Büyülü bir yerde yaşamanın kötü yanlarıydı bu olanlar. Herkes tarafından bilinen büyülü sözcüklerin yanı sıra herkesin kendine özgü büyülü kelimeleri de vardı. Cümleler sıralandıkça bu büyü sizi sarmalayıp olmadık yerlere bırakabilirdi.

Ne yapacağımı bilmediğim için şaşkın şaşkın ona bakarken vücudunun titrediğini ve çenesinin kasıldığını yeni yeni fark ediyordum. İyi değildi. Bunu anlamak içinse kelimelere gerek yoktu. Başından tutarak koltuğa uzanmasını sağladım ilk önce. Chris yüzünden aynı şeyleri yaşarken onun beni nasıl günümüze çektiğini hatırlamıyordum. Ama benim yapabildiğim tek şey ona seslenmek olmuştu.

"Czar? Sorun yok. Hepsi geçti. Sorun yok beni duyuyor musun?"

Kafamın içindeki ses tabii ki de seni duymuyor, aptal! diye söylenip duruyordu. O senin için her şeyi yaptı. Lanetli olmana rağmen seni o zindandan çıkarmayı başardı. Sense hala aptal yöntemlerinle ona seslenip duruyorsun.

Derin bir nefesle bunları duymazdan gelmeyi denedim. Kontrolü ona teslim etmek için berbat bir zamandı. Delirmek için daha iyi bir zaman bulabileceğime emindim. Ona odaklandığımda Czar gibi cüsseli birisini ikimizin zar zor oturduğu koltuğa uzanmaya zorlamanın ne kadar saçma ve salakça olduğunu kavramış oldum. Çünkü bacakları dışarıda kalsa bile vücudu oraya ait değildi. Onunla biblo gibi oynarcasına tekrar oturur hale gelmesini sağladım. Ve tek kolunu omzuma atarak ikimizi ayağa kaldırdım. Normale göre daha ağır baygın birisine göre daha hafif olmalıydı ancak bana göre ise oldukça zorlayıcı bir cüssesi vardı. Eğer yoğun egzersiz yapan birisi olmasaydım onun kolunun altında ezilebilirdim.

Her şeye rağmen onu güçlükle yatağına yatırdığımda gözlerini daha fazla kapatarak acı ile inledi. Kapanan gözleri arasında oraya ait olduğuna emin olamadığım parlaklığı gördüğümde ona biraz daha yaklaşıp görüntüyü netleştirdim. Bu parlaklık bir göz yaşının eseriydi.

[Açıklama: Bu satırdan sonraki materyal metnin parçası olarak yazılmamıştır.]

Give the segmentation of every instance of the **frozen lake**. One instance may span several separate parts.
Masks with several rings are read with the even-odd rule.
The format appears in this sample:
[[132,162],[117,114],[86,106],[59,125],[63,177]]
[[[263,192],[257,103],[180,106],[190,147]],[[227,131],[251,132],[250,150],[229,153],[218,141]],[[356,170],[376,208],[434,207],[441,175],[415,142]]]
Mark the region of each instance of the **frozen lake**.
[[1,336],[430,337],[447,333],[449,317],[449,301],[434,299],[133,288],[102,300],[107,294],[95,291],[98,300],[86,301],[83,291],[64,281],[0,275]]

Anlattığı hikayenin acısı ile bir hıçkırık çıktı boğazının gerisinden yatakta yan dönerek ağlamaya başladı. Omuzlarından tutarak onu çevirdim.

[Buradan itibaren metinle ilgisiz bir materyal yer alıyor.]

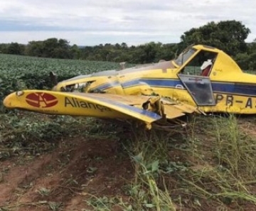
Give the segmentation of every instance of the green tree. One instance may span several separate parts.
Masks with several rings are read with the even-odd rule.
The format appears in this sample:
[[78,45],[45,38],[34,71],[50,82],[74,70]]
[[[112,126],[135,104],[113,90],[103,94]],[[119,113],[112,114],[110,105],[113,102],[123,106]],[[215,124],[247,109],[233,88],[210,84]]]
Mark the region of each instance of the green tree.
[[245,53],[245,39],[250,30],[240,21],[225,21],[210,22],[199,28],[193,28],[181,36],[179,48],[195,44],[209,45],[220,48],[230,55]]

Onu bir şekilde geri getirmek zorundaydım.

Sadece... sadece biraz zamana ihtiyacım vardı. Ve yine bastırılmış o sesi duydum. Bu sanki Nale'nin sesiydi. Bana ne kadar işe yaramaz olduğumu fısıldıyordu. Onu kurtaramayacaksın. Bunun sorumlusu sensin, diğer her şey gibi bunu da mahvettin. Onu duymamak için bu sefer kafamı iki yana hızla salladım. Sanki bütün bu ses orada olup bitmiyormuş gibi... Titreyen parmaklarımı parlamaya devam edip dikkatimi iyice dağıtan göz yaşlarına ilerlettim. Czar ağlamazdı. Hem bir daha ağlamayacağını kendisi söylemişti. Czar'dı o. Birinciydi, güçlüydü, dışarıdan sert görünse bile iyi kalpliydi. Hatta mükemmele en yakın kişiydi.